—ERA UN VUELO de rutina —dijo el funcionario canadiense del Servicio de protección de la naturaleza, como si existiese un vuelo rutinario. Los que ven milagros son los que buscan milagros, los que abren los ojos a los milagros que nos rodean siempre. Los que hacen vuelos rutinarios son los que creen que están en vuelos rutinarios… pero ¿y vuestras grullas chilladoras «ausentes sin permiso»? No es éste el momento para disgresiones sobre lo obvio. El funcionario estaba tan chupado y nervioso como la última serpiente que salió de Irlanda, mientras jugueteaba con su pipa e intentaba que una misión importante pareciese haber sido un vuelo rutinario.
Se había hecho el vuelo en cuestión en un helicóptero biplaza monorrotatorio. Era el piloto un empleado del servicio canadiense de protección de la naturaleza, lo mismo que el pasajero, el biólogo de campo, Jim McHee. Aquel mayo, como todos los de los últimos catorce años, McHee había hecho un vuelo «rutinario» sobre las desoladas marismas del Sur del Gran Lago Slave, junto a la frontera de Alberta y Territorios del Noroeste, para contar las grullas chilladoras. McHee había de comparar su cuenta con el número de aves contabilizadas al salir la bandada de Aransas, Tejas, para ver cómo les había ido a las grullas en su migración de cuatro mil kilómetros. Raro era el año en que no perdían un ejemplar, pero las condiciones sin duda habían mejorado desde los años cincuenta, cuando Canadá presentó protestas oficiales a los Estados Unidos intentando proteger a las grullas de los cazadores, petroleros y bombarderos norteamericanos. Sí, las acciones de las grullas chilladoras habían subido medio millón de puntos en el gran marcador, y un inversor como McHee, que había comprado barato, tenía todas las razones para sentirse orgulloso, e imaginarse en un vuelo de rutina mientras recorría las marismas para comprobar las medias bolsísticas aquel mayo.
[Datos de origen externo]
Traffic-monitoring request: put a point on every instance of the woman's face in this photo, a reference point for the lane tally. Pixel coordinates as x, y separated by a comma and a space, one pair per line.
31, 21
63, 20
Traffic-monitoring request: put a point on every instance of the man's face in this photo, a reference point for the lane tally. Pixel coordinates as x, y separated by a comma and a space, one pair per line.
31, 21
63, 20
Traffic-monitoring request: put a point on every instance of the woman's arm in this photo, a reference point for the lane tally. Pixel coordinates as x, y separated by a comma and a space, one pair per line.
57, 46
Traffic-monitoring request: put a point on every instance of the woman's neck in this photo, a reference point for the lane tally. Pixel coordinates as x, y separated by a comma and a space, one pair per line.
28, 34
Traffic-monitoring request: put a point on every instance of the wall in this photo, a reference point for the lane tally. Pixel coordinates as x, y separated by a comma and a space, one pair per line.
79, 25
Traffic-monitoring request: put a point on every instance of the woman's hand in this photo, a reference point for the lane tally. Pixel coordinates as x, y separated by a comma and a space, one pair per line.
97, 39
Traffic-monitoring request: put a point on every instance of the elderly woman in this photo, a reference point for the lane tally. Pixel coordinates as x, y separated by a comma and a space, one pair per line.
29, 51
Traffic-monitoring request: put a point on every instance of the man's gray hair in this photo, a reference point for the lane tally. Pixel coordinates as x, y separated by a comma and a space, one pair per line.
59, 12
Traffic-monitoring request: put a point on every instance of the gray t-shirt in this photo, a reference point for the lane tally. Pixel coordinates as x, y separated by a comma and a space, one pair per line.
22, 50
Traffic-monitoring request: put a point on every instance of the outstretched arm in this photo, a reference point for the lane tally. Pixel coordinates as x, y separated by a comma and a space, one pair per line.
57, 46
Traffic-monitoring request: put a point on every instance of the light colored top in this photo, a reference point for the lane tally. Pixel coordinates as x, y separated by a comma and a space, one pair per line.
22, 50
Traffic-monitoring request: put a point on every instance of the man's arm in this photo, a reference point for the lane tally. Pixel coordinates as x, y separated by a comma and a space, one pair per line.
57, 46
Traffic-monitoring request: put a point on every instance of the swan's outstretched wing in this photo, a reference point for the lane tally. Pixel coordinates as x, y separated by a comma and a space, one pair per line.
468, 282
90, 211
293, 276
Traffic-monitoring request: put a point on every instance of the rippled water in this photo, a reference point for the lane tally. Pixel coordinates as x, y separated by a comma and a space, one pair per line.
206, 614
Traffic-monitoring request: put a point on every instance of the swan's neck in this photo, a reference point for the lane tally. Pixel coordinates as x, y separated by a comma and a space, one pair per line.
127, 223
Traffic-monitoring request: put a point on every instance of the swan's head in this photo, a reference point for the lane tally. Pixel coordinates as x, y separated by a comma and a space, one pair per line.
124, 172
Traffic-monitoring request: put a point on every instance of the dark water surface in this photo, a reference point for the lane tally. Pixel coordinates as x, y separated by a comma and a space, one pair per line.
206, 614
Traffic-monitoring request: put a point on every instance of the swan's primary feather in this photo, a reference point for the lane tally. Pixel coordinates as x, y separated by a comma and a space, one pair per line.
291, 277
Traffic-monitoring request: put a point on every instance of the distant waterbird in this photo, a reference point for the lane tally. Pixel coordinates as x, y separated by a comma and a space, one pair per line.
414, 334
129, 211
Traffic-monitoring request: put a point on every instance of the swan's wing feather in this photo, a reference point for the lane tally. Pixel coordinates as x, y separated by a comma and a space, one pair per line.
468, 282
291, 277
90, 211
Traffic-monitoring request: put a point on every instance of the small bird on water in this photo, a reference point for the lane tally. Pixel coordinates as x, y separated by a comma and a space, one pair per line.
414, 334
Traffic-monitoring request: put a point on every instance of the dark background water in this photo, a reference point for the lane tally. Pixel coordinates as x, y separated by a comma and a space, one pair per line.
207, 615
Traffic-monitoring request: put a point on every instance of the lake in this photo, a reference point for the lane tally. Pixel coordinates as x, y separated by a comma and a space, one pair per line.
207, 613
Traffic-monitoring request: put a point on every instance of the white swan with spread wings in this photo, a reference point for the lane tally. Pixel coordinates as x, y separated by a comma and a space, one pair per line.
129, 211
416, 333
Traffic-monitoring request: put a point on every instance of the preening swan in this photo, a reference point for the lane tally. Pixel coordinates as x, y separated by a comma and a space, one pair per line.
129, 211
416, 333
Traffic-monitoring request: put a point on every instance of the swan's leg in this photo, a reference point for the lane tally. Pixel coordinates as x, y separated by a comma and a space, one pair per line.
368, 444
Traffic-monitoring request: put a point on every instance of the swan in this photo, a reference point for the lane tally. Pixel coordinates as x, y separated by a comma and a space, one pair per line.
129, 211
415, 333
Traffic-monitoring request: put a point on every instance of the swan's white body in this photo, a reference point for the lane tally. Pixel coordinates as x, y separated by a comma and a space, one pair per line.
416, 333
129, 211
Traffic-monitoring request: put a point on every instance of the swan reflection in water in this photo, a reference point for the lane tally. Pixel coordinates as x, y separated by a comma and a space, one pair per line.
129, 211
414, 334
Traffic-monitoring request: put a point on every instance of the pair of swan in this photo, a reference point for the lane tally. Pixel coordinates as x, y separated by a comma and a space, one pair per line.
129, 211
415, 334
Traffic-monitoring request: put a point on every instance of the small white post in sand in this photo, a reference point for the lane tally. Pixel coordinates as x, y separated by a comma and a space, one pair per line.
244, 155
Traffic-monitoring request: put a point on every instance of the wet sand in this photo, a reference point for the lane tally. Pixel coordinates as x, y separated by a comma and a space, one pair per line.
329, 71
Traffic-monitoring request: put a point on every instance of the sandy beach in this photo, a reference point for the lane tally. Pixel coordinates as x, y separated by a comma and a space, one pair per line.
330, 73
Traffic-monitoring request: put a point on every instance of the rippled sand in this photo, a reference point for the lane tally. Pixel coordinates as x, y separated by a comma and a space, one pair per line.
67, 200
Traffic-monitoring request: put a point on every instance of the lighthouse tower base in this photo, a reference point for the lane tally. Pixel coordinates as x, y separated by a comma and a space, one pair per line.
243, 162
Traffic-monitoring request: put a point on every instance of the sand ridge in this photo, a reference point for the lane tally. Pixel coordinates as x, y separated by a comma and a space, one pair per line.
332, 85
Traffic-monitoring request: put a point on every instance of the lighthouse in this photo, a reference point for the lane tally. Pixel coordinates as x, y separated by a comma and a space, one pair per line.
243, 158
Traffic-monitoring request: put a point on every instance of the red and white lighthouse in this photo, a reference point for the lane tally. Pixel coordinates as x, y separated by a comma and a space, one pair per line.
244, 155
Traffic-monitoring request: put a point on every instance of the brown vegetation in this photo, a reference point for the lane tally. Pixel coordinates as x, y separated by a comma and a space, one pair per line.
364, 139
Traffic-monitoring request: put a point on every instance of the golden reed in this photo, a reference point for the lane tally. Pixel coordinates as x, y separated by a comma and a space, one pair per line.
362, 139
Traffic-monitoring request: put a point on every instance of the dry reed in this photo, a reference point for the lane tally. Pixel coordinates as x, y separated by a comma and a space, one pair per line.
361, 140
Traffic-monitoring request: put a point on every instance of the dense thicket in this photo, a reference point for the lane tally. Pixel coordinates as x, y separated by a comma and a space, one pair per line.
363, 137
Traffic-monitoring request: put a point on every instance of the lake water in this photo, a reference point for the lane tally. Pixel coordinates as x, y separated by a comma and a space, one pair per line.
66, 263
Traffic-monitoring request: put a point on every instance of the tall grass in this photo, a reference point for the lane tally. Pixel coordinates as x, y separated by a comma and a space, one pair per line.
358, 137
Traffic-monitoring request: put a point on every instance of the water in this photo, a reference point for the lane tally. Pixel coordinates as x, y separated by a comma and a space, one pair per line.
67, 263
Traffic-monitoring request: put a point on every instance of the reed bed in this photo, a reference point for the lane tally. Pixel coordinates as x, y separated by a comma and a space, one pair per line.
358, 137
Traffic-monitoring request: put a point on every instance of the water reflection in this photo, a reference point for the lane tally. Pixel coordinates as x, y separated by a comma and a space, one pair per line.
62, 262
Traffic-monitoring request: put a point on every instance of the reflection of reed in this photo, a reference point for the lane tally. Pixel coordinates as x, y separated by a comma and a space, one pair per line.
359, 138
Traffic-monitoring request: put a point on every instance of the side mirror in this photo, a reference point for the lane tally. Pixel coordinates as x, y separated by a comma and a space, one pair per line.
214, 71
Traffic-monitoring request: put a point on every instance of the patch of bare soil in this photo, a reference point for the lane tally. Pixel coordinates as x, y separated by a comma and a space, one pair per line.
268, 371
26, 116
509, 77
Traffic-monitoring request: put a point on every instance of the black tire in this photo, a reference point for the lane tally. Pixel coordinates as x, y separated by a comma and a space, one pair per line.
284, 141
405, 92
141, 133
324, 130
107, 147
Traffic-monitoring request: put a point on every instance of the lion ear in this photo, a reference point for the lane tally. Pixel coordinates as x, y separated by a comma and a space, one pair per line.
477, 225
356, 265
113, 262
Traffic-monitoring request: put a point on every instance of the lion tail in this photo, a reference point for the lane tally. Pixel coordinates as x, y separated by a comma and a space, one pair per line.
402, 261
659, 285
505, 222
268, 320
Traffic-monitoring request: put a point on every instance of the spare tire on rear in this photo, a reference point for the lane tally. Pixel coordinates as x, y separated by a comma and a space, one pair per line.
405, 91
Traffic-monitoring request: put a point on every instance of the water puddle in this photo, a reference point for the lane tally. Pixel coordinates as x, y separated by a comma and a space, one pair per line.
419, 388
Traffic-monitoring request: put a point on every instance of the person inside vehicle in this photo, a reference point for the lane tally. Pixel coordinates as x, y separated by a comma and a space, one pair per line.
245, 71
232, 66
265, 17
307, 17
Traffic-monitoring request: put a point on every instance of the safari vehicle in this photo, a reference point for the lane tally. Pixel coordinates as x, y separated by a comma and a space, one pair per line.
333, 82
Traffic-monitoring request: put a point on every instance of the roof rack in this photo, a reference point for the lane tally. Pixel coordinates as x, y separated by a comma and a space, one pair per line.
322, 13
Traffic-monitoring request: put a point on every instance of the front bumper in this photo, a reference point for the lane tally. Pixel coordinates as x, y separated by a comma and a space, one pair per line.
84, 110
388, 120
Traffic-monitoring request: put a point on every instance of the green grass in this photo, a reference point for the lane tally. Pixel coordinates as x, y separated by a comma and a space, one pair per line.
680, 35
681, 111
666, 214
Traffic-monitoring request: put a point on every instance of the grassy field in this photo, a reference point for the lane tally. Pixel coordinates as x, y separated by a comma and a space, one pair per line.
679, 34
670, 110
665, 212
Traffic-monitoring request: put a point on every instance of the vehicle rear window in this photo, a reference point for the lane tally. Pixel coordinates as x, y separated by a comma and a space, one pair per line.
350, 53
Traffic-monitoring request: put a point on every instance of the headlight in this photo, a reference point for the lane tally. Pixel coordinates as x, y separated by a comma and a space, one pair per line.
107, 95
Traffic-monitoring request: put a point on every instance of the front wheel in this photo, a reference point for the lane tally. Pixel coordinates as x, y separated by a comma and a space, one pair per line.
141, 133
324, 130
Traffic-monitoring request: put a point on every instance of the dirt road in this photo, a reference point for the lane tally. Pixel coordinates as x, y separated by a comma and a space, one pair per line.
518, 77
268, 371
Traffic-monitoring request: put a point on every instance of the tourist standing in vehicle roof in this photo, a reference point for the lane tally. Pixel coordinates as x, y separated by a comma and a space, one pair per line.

Allá por 1744, un explorador francés hizo la siguiente anotación en su diario: «Tenemos (en Canadá) grullas de dos colores; unas son blancas todas, las otras gris claro, todas hacen excelente sopa». En fin, era como si un malvado tragón francés del negociado de glotones del infierno hubiese preparado un caldero de crema de sopa de grulla chilladora, pues por mucho que mirasen, Jim McHee y su piloto no podían localizar ni una sola chilladora aquel día.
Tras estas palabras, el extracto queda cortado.